Evoquant tout à tour les Académiciens que furent Colbert, appliqué à "affronter la thalassocratie britannique", le maréchal de Villars "adversaire résolu du duc de Marlborough", Gabriel Hanotaux "qui considérait la Grande-Bretagne comme l’ennemi numéro un de la France", et surtout Voltaire, premier traducteur de Shakespeare, qui ne manquait pas de souligner "le gouffre, l’abîme entre Racine et Shakespeare, entre nos deux pays",  Frédéric Vitoux salue les nombreux travaux de Michael Edwards : "Pour servir l’Entente cordiale, vous avez fait en somme mille fois mieux qu’un tunnel sous la Manche, vous avez creusé (…) un décisif tunnel (…) entre l’auteur de Macbeth et celui de Phèdre, afin de mieux les comprendre en ne cessant de les confronter."
 
Né le 29 avril 1938 à Kingston dans un milieu modeste, Michael Edwards a découvert la langue française à 11 ans, avant de devenir "totalement, rigoureusement et hyperboliquement français".
 
Marié à une française, premier Britannique élu au Collège de France en 2002, il prend la nationalité française en 2003.
 
Fondateur de la revue littéraire Prospice, longtemps collaborateur au Times Literary Supplement, poète, écrivain, professeur, il écrit en français l’essentiel de son œuvre – une vingtaine d'ouvrages – dominée par les mots "langue", "émerveillement", "rire " et "répétition" souligne Frédéric Vitoux.

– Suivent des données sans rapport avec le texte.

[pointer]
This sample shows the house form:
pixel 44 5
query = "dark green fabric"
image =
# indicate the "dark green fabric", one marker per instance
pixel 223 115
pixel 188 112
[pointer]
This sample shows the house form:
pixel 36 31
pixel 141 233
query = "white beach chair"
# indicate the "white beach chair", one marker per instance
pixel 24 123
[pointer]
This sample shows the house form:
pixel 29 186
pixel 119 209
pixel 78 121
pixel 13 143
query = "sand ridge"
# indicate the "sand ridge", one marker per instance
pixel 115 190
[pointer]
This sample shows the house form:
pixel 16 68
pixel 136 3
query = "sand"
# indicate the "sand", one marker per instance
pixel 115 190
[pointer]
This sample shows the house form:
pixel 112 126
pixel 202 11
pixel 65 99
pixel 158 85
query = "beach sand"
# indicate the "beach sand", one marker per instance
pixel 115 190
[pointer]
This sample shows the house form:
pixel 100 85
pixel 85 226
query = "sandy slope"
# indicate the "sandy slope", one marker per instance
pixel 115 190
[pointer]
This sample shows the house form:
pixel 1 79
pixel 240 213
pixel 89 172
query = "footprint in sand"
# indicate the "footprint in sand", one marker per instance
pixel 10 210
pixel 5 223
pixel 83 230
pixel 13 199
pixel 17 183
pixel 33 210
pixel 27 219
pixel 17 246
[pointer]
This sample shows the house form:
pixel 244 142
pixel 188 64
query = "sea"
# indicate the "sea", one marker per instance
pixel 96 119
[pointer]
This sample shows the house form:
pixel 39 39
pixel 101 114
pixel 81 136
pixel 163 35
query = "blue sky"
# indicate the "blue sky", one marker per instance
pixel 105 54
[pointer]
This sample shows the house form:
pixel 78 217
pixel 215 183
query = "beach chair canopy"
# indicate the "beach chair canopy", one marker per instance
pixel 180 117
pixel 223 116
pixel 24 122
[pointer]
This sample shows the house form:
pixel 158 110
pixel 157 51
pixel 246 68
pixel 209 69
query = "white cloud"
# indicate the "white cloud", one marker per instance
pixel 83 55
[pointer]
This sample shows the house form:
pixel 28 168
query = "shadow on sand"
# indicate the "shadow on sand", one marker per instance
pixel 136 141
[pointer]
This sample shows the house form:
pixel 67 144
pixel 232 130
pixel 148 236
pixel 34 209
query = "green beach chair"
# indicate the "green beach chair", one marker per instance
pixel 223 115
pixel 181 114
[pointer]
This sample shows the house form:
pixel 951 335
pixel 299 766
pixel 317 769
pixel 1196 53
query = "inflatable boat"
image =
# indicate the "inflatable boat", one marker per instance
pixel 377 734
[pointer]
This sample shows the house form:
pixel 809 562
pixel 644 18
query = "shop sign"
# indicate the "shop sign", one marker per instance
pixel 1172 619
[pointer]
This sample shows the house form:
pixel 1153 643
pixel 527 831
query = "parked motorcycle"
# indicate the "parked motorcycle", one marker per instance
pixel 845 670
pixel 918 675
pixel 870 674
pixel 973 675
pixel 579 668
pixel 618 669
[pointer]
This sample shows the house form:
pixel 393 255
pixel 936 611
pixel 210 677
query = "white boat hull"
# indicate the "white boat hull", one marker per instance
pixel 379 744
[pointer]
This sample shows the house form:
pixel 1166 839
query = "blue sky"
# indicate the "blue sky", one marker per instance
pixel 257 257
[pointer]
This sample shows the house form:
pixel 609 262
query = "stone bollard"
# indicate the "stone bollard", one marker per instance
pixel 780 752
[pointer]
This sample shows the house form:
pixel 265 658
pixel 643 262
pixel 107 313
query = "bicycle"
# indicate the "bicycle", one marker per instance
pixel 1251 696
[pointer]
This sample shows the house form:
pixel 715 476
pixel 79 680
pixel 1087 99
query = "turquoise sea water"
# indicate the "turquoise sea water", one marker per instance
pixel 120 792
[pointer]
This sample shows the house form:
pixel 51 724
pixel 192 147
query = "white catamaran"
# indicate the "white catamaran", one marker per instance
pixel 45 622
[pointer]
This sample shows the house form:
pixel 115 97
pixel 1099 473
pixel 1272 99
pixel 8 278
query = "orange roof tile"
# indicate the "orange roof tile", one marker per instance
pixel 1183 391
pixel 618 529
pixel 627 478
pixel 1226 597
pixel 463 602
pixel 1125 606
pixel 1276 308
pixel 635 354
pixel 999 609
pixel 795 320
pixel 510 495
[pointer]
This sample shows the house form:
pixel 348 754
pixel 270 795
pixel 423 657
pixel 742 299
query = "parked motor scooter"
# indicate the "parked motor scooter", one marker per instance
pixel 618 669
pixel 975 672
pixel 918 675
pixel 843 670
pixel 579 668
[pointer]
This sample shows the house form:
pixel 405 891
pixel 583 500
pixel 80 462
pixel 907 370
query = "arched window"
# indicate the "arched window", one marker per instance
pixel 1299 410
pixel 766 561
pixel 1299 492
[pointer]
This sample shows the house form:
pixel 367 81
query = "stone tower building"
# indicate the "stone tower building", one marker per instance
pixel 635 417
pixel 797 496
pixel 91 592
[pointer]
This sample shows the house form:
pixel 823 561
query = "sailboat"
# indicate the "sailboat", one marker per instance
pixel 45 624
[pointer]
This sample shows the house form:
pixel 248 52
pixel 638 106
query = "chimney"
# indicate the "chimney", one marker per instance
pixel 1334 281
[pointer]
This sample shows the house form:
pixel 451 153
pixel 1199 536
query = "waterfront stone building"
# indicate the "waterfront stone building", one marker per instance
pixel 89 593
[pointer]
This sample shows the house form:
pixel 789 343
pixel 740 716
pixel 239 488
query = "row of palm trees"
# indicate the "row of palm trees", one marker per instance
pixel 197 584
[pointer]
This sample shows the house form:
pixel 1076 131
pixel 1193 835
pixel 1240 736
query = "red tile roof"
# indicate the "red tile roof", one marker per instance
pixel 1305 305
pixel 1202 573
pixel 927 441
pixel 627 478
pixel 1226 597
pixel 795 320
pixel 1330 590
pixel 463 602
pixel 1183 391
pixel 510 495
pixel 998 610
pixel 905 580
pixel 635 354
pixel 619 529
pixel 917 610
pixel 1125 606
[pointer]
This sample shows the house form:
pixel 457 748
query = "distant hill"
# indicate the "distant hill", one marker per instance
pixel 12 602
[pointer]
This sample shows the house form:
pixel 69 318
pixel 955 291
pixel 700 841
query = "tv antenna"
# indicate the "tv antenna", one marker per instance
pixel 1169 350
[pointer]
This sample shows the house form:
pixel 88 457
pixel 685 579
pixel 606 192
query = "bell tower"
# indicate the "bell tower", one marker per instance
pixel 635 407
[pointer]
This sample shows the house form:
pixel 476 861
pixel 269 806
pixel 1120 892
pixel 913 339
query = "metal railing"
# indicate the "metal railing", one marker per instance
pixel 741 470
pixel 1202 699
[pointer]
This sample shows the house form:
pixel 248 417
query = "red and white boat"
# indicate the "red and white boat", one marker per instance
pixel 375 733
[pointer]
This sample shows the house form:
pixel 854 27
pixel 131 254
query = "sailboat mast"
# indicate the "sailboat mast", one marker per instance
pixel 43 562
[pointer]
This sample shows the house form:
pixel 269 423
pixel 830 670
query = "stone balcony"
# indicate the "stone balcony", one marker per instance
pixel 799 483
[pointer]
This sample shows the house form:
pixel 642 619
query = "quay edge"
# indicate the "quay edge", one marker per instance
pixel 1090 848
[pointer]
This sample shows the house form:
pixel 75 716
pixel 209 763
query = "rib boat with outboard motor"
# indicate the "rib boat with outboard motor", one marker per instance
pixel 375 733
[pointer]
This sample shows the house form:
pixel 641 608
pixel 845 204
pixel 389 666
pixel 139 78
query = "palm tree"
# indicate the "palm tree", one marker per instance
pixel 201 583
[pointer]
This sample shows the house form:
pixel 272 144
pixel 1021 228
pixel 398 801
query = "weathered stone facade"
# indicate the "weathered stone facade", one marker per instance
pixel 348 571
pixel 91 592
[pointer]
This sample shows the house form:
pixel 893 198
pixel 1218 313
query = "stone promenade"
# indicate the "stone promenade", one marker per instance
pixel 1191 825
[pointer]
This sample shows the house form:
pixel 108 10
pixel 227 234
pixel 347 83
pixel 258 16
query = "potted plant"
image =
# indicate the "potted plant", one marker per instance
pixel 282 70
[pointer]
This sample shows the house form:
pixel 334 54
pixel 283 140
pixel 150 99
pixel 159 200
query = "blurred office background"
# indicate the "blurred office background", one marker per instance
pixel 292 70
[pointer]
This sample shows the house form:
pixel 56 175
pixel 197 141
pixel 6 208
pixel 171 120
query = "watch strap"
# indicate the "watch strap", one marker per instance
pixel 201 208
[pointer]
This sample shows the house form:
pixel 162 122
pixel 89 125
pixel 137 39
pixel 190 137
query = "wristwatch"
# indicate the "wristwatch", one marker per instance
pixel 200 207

"Ed est une vieille racine saxonne qui signifie "trésor", précisément, ward, "gardien" et le s final précise "le fils de". : (…) le fils du gardien du trésor. Ce qui est une façon de vous rappeler aussi votre mission parmi nous, avec nous, et dans la filiation de nos prédécesseurs : veiller à préserver et enrichir le trésor de la langue française, cette mission qui nous avait été assignée par le cardinal de Richelieu", insiste Frédéric Vitoux lors d'une ultime analyse étymologique sur le patronyme Edwards.